Schützenverein Holsterhausen ’53

Neben dem Schützenkönig gibt es seit 1981 wieder den Runkelkönig

Im Jahr 1953 rief Fritz Kramer in der Presse die Bevöl­kerung von Holsterhausen auf, im August in der Gaststätte Schmitz darüber zu entscheiden, ob neben dem Schützenverein Dorf-Holsterhausen ein neuer Schützenverein gegründet werden soll. 100 Bür­ger fanden sich ein, die einen Ausschuss wählten, der die Gründungsversammlung im September vorberei­ten sollte. Dem Gründungsausschuss gehörten an: Fritz Kramer, Klaus Koch, Erich Heinrich, Hel­mut Zielonka, Rudolf Feyfar, Heinrich Kästner, Hans Fröhlich und  August Kraushaar.
Zur Gründungsversammlung am 20. September 1953 kamen 180 Mitglie­der, die zum Vorsitzen Klaus Koch wählten.
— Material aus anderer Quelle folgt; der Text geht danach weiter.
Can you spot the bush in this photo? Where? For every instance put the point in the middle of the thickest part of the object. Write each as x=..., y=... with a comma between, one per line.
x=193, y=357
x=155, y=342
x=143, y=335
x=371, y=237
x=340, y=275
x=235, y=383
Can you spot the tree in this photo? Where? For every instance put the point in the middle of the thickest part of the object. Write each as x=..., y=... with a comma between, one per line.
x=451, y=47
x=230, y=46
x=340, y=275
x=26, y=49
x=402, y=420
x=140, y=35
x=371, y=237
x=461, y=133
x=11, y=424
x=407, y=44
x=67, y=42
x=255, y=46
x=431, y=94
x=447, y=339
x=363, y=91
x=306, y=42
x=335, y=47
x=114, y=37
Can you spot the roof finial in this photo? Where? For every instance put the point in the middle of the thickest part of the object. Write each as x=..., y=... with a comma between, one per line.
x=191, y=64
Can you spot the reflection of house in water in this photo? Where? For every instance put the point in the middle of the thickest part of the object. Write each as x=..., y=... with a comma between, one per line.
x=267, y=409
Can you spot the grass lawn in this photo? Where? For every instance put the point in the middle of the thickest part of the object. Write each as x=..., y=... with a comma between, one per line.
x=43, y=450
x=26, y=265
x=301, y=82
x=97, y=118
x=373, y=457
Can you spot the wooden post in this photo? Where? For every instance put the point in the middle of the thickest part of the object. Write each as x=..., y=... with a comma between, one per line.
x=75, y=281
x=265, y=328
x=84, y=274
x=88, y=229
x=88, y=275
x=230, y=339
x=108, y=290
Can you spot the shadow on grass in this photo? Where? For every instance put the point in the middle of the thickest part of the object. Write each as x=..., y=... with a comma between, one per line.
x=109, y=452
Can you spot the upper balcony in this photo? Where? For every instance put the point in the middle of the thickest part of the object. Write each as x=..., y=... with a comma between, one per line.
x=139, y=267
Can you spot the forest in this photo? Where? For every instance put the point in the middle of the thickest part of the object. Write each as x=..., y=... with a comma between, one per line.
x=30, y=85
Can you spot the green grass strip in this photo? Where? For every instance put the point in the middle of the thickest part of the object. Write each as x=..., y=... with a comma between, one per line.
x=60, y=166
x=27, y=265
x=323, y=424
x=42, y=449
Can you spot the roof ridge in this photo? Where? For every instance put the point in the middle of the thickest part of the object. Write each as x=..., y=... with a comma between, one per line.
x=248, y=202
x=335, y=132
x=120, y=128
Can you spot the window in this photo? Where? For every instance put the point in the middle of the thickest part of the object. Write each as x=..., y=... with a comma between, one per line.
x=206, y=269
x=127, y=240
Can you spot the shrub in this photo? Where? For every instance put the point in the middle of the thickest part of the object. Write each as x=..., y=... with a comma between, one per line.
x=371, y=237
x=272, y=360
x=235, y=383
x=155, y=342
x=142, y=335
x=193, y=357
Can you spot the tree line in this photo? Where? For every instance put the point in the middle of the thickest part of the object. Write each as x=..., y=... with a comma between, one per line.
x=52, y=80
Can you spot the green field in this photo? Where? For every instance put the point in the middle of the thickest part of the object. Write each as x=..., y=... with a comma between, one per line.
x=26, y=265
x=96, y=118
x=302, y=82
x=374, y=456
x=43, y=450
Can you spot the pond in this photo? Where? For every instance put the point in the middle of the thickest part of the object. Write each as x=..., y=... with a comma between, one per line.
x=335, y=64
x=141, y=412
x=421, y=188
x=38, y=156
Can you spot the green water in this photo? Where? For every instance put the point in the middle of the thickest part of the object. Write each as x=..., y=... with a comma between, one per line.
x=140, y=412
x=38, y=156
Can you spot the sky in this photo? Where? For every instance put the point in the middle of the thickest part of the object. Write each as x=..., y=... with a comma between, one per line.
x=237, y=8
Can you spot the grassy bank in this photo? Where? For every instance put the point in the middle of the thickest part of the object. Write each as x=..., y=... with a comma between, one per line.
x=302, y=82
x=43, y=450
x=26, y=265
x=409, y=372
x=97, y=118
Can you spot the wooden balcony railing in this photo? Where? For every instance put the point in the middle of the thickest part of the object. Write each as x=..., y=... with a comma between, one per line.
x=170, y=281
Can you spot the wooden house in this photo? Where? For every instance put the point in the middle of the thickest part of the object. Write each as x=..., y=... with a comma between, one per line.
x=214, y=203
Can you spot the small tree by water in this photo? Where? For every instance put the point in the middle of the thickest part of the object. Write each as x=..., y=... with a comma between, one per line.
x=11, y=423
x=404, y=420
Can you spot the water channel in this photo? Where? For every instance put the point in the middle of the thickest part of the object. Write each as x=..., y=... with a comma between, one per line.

Entsprechend seinem Gründungsjahr nannten sie den Verein „Bürgerschützenverein Dorsten-Holsterhausen 1953“. Im Jahr darauf wurde das erste Schützenfest an der Borkener Straße/Waldstraße gefeiert. Erstes Königspaar waren Josef Hortlik und Marianne Schlüter. Die Fahnenweihe nahm Bürgermeister Paul Schürholz vor. Schon ein Jahr nach der Gründung hatte der Schützenverein 250 Mitglieder. Bis 1975 wurden auch eigene Karnevalsfeste gefeiert und die Frauen, die laut Satzung auch Mitglieder sein konnten, bildeten 1987 eine Damenkompanie.

Schützen gründeten 1981 die Fletschengilde neu – großer Andrang

Fletschengilde angetreten und – gut Schuss!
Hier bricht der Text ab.